II. Medical Diagnosis: Using a
database of nearly 130,000 images, researchers at Stanford University
trained an algorithm to diagnose skin cancer. Inspired by the need for
universal access to healthcare, they built upon an existing algorithm
developed by Google to perform object identification. The team used
machine-learning techniques to expand these identifiable categories to
include melanomas and carcinomas. The algorithm matched the performance
of board-certified dermatologists, showing great promise for widespread
application. Researchers envision making a smartphone-compatible
version of the software that would bring reliable diagnosis to
patients’ fingertips.
III. Robotics:
Founded in March 2016, PerceptIn has been at the forefront of visual
intelligence. Located in Santa Clara, California, the robotics startup
has recently unveiled its Ironsides vision systems, a full vision
system that combines hardware and software for real-time tracking,
mapping, and path planning for autonomous robots. The innovative
solution can be integrated into virtually any device, enabling a wide
array of autonomous applications. As the number of robotized
products increase, visual intelligence and vision-based perception
systems become a major area for innovation.
IV. Consumer Goods:
Google recently unveiled a new concept for artificially intelligent
consumer cameras. Google Clips uses advanced machine-learning
algorithms to recognize people and decide when to take photos. Its
objective is to allow for hands-free, authentic pictures that capture
the “feeling” of each particular moment. The innovative device
automatically takes seven-second, 15-frames-per-second photos to be
later filtered and selected by the user via a mobile app. The frequency
of use is directly proportionate to the algorithm’s success, as it
learns to recognize people and moments that matter to the user.

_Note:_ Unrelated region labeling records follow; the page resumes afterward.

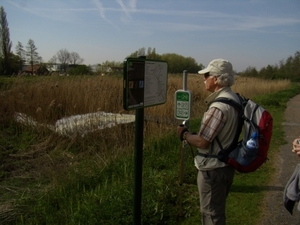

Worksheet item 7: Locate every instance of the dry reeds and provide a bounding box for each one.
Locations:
[0,74,290,129]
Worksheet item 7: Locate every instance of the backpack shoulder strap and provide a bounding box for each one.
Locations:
[198,93,246,158]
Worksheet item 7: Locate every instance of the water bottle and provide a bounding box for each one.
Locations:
[246,132,258,149]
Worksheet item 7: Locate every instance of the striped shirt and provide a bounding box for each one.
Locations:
[199,107,225,142]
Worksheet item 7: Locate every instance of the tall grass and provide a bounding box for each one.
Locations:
[0,75,291,224]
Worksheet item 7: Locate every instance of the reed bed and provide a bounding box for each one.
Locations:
[0,74,291,224]
[0,74,291,124]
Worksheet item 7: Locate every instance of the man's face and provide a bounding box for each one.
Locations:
[203,73,218,92]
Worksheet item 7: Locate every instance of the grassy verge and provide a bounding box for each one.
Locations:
[0,84,300,225]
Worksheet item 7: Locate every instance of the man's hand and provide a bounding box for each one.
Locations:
[177,125,189,141]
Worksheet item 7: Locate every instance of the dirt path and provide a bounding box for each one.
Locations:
[258,95,300,225]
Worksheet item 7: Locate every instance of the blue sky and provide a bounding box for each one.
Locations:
[0,0,300,72]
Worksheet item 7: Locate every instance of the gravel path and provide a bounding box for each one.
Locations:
[258,95,300,225]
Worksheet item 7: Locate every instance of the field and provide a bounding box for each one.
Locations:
[0,74,299,224]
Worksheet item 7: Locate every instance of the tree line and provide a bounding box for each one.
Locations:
[240,51,300,82]
[0,6,300,78]
[0,6,84,75]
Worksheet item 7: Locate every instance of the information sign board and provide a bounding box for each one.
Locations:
[123,58,168,110]
[175,90,192,120]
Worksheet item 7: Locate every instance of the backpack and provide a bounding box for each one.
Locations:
[199,94,273,173]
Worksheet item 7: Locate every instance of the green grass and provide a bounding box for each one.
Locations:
[0,84,300,225]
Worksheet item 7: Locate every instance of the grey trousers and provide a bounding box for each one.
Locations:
[197,166,235,225]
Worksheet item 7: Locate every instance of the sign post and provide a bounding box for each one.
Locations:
[175,70,192,121]
[174,70,192,216]
[123,57,168,225]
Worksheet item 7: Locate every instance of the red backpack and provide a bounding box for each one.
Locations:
[198,94,273,173]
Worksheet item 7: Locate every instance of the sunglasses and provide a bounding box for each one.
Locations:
[204,73,210,80]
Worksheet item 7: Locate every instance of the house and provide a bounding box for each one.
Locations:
[22,65,49,75]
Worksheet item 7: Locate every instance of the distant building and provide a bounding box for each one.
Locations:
[22,65,49,75]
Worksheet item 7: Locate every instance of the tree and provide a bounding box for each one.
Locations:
[56,49,70,72]
[26,39,42,75]
[70,52,84,65]
[0,6,12,74]
[16,41,26,70]
[68,65,92,75]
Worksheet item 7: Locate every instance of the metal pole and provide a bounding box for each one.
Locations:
[183,70,187,91]
[134,108,144,225]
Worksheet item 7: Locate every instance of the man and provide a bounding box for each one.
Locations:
[177,59,240,225]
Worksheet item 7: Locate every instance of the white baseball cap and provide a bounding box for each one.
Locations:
[198,59,235,76]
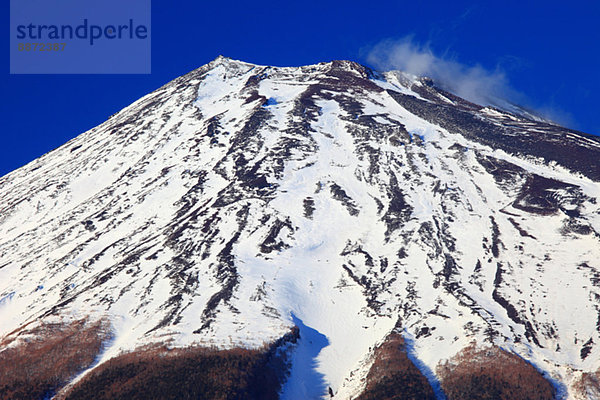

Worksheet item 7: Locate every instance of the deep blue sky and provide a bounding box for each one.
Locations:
[0,0,600,176]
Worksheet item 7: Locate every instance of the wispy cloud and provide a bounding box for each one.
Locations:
[367,36,522,104]
[366,36,573,126]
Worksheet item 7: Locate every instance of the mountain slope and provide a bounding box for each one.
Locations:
[0,57,600,399]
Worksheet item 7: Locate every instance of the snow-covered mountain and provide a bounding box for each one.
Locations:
[0,57,600,399]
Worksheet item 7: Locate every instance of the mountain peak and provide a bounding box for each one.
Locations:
[0,56,600,399]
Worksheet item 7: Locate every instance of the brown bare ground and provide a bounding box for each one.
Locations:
[436,344,554,400]
[61,328,298,400]
[357,333,435,400]
[0,319,109,400]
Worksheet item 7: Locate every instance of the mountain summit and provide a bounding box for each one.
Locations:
[0,57,600,399]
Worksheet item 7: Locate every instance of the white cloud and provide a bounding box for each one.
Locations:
[367,36,524,105]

V. Virtual Reality and Augmented Reality:
Recent advances in real-time image recognition, expanding network
bandwidth, and improvements in processing and storage are opening the
way for innovative solutions that combine vision-based AI and
VR/AR. The retail environment is a particularly promising field
for innovation. Founded in 2015, Oak Labs has created a smart
dressing-room mirror that allows customers to browse different
products, toggle different types of lighting and even makes suggestions
of complementary pieces. Early adopters include Ralph Lauren and
Rebecca Minkoff.
Conclusion
Visual
intelligence technology brings together three highly disruptive trends:
artificial intelligence, computer vision, and analytics. From public
safety and surveillance to smart homes and autonomous vehicles, there
is a wide range of potential applications for artificially intelligent
vision systems. Innovative companies engaged in visual intelligence
R&D should take advantage of the tax credit opportunity available
to support their efforts and increase their chances of success.